At first glance, Ashong appears to be a typical American college student. He wears a black leather jacket and chunky loafers. He loves rap and Prince and "In Living Color." He has pool parties each summer. His accent--long a's and clipped o's--is buried beneath student slang and an Afro-American inflection.

However, Ashong makes it very clear that despite his various travels, he is neither international nor American. Though his earliest memories are of Brooklyn, he is African. His baritone hardens when he says this, as if he's pounding his voice on the table in front of him. "I feel very much more at home in Ghana than in America," he says. "I don't feel like America fully accepts me, but I have somewhere I am better accepted, so why would I want to be an American?"

He catches himself and eases off, slipping from declaration into explanation. "I've been here since I was three years old on and off, so I definitely do have ties to American culture, especially strong ties and affinity to Afro American culture," he says.

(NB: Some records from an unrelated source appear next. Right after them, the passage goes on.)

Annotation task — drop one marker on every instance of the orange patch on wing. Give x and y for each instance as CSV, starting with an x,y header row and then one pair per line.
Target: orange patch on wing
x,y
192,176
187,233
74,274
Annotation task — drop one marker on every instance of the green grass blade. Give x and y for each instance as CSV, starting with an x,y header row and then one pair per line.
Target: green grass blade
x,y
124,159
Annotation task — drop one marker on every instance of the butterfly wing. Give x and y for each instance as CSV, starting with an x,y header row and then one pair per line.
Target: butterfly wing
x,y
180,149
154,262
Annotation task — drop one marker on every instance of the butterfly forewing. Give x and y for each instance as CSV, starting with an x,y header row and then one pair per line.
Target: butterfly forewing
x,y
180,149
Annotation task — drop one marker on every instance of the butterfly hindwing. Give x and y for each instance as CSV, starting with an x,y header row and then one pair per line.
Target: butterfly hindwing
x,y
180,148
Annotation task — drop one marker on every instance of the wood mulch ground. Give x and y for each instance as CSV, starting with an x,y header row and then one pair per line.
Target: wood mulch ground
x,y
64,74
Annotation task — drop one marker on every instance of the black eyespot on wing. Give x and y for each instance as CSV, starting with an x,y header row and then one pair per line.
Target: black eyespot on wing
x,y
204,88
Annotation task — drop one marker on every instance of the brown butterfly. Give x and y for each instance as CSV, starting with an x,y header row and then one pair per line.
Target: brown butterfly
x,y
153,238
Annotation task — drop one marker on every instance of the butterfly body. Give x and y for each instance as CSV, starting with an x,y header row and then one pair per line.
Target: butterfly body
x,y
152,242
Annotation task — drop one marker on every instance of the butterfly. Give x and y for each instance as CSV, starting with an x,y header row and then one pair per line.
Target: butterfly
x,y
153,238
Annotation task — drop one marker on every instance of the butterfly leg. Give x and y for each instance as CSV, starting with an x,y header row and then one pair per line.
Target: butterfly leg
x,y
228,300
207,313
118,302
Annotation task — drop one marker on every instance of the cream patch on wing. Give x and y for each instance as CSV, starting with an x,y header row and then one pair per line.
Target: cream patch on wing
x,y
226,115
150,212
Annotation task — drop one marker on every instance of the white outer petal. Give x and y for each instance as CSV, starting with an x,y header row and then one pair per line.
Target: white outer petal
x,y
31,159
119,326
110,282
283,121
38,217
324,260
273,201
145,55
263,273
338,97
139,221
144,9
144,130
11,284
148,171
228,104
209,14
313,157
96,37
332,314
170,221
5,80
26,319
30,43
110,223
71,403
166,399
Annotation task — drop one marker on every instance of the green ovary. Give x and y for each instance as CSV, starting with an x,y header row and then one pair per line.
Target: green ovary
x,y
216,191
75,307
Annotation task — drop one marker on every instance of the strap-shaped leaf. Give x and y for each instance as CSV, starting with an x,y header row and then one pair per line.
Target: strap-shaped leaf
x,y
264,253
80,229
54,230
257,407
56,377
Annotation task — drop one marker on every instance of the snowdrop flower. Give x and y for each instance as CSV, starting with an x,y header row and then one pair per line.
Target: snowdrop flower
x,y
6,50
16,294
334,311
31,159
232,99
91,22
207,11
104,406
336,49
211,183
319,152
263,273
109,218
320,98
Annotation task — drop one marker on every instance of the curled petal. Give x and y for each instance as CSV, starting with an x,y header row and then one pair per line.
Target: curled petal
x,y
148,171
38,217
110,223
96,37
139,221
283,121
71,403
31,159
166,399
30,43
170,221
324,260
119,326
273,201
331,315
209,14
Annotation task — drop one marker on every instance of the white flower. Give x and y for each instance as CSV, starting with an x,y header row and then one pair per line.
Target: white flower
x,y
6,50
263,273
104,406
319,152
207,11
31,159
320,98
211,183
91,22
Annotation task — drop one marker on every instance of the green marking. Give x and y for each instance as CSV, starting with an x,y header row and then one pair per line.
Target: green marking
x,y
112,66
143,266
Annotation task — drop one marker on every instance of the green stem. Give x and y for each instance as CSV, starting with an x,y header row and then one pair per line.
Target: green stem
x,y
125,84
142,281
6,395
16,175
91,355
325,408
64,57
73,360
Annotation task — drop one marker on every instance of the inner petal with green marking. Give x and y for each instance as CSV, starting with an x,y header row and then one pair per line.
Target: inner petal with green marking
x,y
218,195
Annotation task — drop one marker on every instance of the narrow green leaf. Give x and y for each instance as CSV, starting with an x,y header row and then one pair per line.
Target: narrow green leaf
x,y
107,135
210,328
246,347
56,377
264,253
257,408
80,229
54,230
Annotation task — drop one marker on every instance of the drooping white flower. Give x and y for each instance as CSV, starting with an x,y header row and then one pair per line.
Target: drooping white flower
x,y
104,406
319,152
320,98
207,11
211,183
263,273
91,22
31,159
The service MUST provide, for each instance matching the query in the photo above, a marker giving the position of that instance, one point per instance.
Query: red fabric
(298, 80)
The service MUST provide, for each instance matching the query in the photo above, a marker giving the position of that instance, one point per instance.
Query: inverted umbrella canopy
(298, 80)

But his homeland is one in which he has spent no more than five years of his life, including a junior semester abroad. His values and much of his family are still located in the hills of West Africa.

Ashong's father, Emmanuel, grew up poor in Accra, speaking Ga, Akan, and the King's English. As a third year medical student, he married a young nurse of royal background. Her father was born to become the chief of the Larteh people but declined to be enstooled. Nonetheless, Stella Asiedu-Akrofi Ashong and her family retained the privileges and obligations of Ghanian royalty

"It is a matter of responsibility and leadership among your people. You are expected to live an exemplary life as a result of the privileges which come to you," Dr. Ashong explains.

Ashong's parents were strict about maintaining Ghanian culture in the home, giving their frequently uprooted children a firm sense of self.

The closeness of the family--he still calls his parents Mommy and Daddy, and he is devoted to his younger sister, nicknamed "Sweetie"--made arduous self-discipline into a labor of love.